CHOOSING A SITE FOR YOUR APPLE TREES
Apples prefer light, fertile soils and a south-facing slope if available. Your trees will grow faster on a well drained, sandy loam soil. They will not grow well in wet, heavy clay or pure sand without significant amendment. Another consideration is proximity to your dwelling, especially for fruit trees which require care every year. Will it be “out of sight, out of mind?” You want to avoid that!
- Spacing -
Plant your apple trees 20 feet apart if they are to be kept well-pruned; 25+ feet if they will be allowed to grow to full size.
- Planting -
Get your trees in the ground as soon as you can. Have your holes dug before the trees even arrive if possible. For details on planting, see our Planting Guide (hard copy included with order): www.slngrow.com/pages/full-planting-guide.
- Water -
Each tree should receive 5 to 10 gallons of water per day until the end of May, and the same amount at least two to three times per week until mid-July (August in a dry year).

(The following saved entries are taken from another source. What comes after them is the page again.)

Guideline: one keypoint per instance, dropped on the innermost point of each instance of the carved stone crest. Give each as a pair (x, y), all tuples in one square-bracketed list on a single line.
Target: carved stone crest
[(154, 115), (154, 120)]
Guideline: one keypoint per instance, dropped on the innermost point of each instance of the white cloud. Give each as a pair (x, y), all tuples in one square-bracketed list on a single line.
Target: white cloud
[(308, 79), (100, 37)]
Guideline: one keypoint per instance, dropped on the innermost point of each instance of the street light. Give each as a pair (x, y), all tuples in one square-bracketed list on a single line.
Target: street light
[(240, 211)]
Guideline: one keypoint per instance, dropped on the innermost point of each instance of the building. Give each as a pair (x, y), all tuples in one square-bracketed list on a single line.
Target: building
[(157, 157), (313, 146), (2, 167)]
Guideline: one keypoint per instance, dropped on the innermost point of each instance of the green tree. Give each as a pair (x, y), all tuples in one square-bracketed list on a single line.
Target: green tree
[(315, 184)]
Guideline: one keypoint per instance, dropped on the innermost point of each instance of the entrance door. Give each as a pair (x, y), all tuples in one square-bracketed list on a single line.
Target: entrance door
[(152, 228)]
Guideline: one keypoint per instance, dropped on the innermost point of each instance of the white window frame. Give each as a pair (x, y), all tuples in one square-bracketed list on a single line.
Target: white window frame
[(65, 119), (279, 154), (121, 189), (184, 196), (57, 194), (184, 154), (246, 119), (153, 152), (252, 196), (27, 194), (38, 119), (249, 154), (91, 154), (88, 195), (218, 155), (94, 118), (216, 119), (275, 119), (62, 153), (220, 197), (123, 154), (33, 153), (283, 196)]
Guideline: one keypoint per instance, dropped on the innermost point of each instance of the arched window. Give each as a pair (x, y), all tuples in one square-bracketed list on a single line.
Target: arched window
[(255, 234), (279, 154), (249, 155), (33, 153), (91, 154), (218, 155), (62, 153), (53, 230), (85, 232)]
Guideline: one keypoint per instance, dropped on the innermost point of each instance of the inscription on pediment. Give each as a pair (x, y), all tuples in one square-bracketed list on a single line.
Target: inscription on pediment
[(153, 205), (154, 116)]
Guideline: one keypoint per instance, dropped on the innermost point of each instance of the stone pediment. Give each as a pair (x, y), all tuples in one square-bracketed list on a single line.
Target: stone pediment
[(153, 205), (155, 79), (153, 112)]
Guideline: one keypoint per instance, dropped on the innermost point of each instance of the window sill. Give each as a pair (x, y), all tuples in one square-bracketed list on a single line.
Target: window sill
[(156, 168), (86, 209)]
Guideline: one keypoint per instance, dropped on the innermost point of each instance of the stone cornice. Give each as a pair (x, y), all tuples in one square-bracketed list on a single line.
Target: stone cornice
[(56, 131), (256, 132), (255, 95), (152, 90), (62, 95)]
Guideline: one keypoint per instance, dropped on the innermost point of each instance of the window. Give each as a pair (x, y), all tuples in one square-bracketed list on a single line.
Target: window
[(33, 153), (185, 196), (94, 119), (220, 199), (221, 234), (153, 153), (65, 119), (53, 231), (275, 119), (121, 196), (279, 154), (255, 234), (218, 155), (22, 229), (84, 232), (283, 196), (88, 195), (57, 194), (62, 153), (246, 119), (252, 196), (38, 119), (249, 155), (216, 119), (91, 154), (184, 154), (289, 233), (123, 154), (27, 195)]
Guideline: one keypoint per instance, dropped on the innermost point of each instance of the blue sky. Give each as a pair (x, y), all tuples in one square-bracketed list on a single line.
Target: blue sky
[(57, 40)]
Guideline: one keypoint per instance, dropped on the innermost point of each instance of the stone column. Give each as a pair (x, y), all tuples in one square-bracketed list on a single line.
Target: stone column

Make sure you have a convenient delivery system!
- Pollination -
Most of the apple cultivars that we offer require a pollinator (an apple of another variety) to produce fruit; unless otherwise indicated in the description. However, even self-fruitful varieties produce better crops with cross-pollination. Don’t stress! Any wild apple or flowering crab within 500 yards will do the trick… and there is almost always a wild apple lurking somewhere nearby. That said, more diversity will always yield heavier crops, so we strongly recommend that the backyard gardener plant more than one apple variety in his/her orchard when possible.
- Fruition -
An apple tree from our nursery, planted in good soil, and maintained adequately by its new owner (rabbit protection, pruning, mulching, manure, attention to pest problems) can be expected to bear fruit in 4-5 years.